The Alliance for California Business, a voluntary group whose purpose is to protect and promote business interests throughout California, told me in 2016 that Diesel Particulate Filters started more than 31 fires in just two years, including several in areas of the state parched by the drought. The Diesel Particulate Filters are the result of environmental regulations created by the California Air Resources Board, and were based on a deeply flawed study led by a CARB researcher accused of faking his Ph.D. credential. The CARB was not only aware of employee Hien Tran and his phony Ph.D. credentials and flawed research, yet the agency instead rushed head-on to meet its self-imposed schedule in creating the diesel regulations on truckers using the faulty science.

California’s owners/operators of trucks, small business owners, and farmers and ranchers, whose livelihood is tied to having affordable, safe, and reliable trucks for transporting goods, were targeted by the California Air Resources Board, and required to install Diesel Particulate Filters in all commercial trucks.

And when CARB made this regulation, it kicked thousands of independent truckers out of this business. Many large and small truckers could not afford to retrofit their trucks and fleets and were forced out of business. The truckers still in business had to spend $20,000 to $50,000 per truck retrofit with the CARB’s expensive, mandated Diesel Particulate Filter, or they had to buy newer model trucks to meet the new regulations. New trucks are hugely expensive.

Many of those truckers and trucking companies who could afford the retrofit or new trucks reported exploding trucks thanks to the CARB’s ‘Truck and Bus Regulations’ to control emissions from diesel engines.

The Diesel Particulate Filter devices were hailed by CARB, in countless public statements and Executive Orders, as an inexpensive, easy to install, device that could be implemented on all diesel powered engines throughout the State of California within just a few years. The CARB claimed the use of the filters would thereby improve air quality in the Los Angeles and San Joaquin basins.

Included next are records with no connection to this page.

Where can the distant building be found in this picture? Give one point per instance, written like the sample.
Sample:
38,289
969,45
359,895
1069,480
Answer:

Nothing could have been further from the truth.

It took some time, but CARB finally publicly acknowledged (barely) that the Diesel Particulate Filter is expensive to install and maintain, mechanically unreliable, and the warranties were inadequate both as to time, mileage and scope of coverage.

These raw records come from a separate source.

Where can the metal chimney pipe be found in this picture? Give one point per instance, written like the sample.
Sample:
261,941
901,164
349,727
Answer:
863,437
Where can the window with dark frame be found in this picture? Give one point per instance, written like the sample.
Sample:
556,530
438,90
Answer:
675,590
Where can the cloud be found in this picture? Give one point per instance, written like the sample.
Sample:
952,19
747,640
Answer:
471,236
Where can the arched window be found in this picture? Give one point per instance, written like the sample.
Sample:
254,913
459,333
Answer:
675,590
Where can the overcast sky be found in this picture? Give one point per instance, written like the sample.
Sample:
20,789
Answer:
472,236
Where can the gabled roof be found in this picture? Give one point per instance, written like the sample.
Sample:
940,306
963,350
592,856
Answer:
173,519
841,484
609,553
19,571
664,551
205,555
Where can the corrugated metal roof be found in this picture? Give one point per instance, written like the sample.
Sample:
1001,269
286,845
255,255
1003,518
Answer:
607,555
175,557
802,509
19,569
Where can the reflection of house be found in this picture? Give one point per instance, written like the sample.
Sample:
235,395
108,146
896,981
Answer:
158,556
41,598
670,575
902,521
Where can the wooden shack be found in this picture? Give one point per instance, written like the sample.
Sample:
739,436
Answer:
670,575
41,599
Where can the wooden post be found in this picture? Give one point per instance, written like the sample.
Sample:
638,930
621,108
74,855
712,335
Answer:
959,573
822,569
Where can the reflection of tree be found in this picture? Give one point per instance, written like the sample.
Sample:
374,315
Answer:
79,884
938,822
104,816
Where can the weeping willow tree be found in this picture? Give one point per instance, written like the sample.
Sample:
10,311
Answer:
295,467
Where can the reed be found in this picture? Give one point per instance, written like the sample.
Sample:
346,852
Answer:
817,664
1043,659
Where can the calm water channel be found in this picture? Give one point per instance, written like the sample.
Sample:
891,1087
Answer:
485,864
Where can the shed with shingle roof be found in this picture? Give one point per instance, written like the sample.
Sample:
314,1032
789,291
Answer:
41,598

But even worse, the Diesel Particulate Filter clogged, causing engine fires. These engine fires erupt, and have caused numerous very serious and even deadly accidents, as well as devastating property damage.

The CARB’s solution was to double down on stupid and imposed a ban on diesel trucks, forcing more and more California truckers out of business.

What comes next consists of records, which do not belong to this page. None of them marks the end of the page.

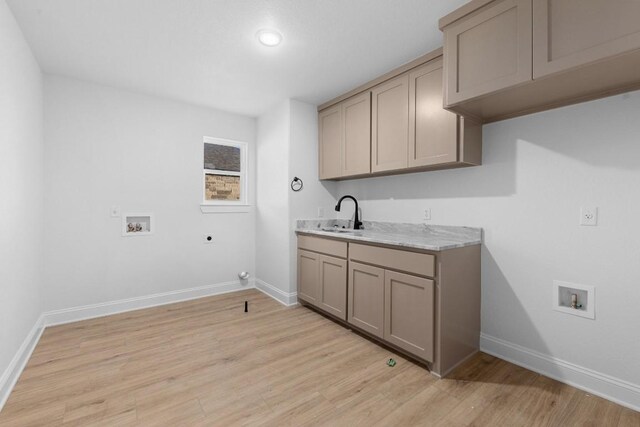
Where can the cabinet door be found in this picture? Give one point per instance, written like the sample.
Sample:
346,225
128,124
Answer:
356,150
409,313
433,131
366,298
570,33
330,142
390,125
488,51
308,277
333,286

As the state attempts to wean (force) drivers off gas and diesel-powered vehicles, pushing commercial fleets of vans, long-haul trucks and buses to transition to zero-emission vehicles, “the trucks tend to cost two or three times as much as diesel trucks, which retail for about $150,000. Most electric trucks today have a range of between 100 and 200 miles between charges, making longer trucking routes impractical,” WSJ reported.